I'd say that for most people, a modestly priced mesh system is the answer.  For a small to medium sized property and speeds up to 500 Mbps you'd likely get away with a two unit mesh (like the one I use) that you can find for around £75, for larger properties or those with difficult wifi environments you might want to spend a bit more for a similar three unit setup, at around £100.  Obviously shop around, don't assume that the big A is the cheapest source.

If the starting price is £70, for a competent mesh, then the other options - in my view - fade away.  Competent boosters are around £25-40 if you want dual band, but aren't anywhere near as capable as a mesh or decent router, and may not perform at all well if they rely on the mains electrical wiring setup.  A capable entry level router can be had for around £45, but creates a single wifi access point - again for "only" another thirty quid you could have a competent mesh setup.

Of course, if you can make yourself qualify for the Volt offer, eg by simply transferring an existing pay monthly mobile contract to O2, then you could get hold of some wifi pods that will probably sort things out, but you need to work out whether there's a net cost to you of doing that.  If there's no cost then it's a great offer, if it cost you £5 a month more than over a year you'd have spent almost the same as buying a mesh system, and stll be on the hook for that extra fiver.
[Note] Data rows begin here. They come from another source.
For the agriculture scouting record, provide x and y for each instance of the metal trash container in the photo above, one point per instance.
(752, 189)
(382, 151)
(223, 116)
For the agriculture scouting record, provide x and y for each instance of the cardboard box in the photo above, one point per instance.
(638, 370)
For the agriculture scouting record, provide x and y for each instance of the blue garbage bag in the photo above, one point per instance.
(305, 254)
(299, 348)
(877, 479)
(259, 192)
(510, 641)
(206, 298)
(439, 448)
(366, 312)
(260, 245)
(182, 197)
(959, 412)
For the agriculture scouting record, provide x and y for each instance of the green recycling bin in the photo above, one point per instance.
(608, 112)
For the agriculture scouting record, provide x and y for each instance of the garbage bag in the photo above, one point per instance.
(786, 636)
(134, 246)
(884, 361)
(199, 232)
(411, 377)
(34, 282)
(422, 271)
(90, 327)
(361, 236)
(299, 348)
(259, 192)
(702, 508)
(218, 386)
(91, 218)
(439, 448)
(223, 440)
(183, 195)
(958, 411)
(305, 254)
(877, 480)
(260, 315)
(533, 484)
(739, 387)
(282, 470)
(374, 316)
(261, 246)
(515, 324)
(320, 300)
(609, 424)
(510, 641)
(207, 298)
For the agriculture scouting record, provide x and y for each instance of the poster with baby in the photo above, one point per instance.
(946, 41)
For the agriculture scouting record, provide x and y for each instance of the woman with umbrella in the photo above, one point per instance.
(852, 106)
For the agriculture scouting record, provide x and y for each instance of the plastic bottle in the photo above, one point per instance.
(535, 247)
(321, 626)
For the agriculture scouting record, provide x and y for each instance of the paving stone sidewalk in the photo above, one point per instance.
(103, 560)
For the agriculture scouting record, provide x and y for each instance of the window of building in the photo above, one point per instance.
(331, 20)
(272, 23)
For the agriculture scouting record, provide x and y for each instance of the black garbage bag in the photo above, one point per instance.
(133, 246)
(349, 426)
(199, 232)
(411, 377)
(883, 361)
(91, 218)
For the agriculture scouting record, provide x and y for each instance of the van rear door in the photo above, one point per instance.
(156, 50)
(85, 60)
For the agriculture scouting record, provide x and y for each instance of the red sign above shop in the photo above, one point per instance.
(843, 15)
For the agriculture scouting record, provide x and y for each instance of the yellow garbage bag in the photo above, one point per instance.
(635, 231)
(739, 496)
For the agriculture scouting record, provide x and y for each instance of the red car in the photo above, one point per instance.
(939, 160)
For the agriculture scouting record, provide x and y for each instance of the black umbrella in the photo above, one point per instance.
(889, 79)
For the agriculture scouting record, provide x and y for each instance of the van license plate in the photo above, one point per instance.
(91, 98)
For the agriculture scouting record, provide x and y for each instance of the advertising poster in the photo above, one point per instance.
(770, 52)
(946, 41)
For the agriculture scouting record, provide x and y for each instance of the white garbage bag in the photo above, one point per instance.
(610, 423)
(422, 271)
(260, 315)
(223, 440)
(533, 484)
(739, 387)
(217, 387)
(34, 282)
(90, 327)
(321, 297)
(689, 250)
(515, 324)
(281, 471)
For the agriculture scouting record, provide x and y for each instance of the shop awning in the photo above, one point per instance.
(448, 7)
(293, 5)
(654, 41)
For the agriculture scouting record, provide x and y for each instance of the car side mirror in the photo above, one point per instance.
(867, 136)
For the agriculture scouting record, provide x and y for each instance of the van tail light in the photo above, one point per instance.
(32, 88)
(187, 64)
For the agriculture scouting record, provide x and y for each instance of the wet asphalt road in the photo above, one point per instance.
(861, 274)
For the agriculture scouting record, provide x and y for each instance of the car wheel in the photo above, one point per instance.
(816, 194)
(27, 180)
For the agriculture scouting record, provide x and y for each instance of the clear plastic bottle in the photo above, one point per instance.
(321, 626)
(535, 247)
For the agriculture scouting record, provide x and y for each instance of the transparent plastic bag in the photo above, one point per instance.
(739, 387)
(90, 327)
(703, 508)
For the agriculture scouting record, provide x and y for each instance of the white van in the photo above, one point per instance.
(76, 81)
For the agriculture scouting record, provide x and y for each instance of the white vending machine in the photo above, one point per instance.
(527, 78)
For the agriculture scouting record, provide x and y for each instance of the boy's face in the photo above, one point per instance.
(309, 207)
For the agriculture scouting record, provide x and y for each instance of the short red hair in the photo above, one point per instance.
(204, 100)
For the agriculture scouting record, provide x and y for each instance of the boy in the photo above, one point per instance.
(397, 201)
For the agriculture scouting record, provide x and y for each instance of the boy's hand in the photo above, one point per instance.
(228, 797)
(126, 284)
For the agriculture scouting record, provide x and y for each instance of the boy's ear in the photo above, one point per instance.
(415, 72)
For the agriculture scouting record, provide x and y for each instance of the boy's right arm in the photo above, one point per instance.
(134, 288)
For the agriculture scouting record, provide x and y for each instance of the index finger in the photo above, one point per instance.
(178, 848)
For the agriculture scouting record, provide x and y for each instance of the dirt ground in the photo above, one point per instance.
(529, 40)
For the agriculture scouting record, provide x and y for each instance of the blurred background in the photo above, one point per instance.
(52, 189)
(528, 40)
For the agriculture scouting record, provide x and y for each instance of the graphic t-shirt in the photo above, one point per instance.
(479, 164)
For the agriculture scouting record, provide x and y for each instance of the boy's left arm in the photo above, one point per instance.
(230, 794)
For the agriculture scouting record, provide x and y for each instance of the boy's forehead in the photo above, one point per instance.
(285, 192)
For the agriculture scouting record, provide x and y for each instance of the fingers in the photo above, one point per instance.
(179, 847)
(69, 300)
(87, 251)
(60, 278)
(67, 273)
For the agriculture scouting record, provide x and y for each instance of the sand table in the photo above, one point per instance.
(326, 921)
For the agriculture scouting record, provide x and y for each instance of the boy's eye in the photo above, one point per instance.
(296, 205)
But before doing any of those things, are you 100% sure this is wifi related, rather than a broadband problem?  A new router, mesh, wifi pods or anything similar can sort out wifi capability issues, but if the underlying problem is flaky broadband then those will remain.  

 

 

A further thought - if you've been told of the price increase, then you should be in the 30 day cancellation window - phone up first thing in the morning* follow options to "thinking of leaving", don't accept any push button discounts, select options until you get through to a UK based human (try again another day if no joy on that front), explain that you want to cancel for two reasons - because the wifi range is dreadful and because the price the rise means that at 100 Mbps you might as well go with an Openreach supplier with a wifi performance guarantee (quote a new customer price for 80 Mbps from a price comparison web site at them).  Chances are they'll offer a better price and throw in two free pods if you play your cards right.  

* Lower chance of getting put through to VM's shocking poor offshore call centres.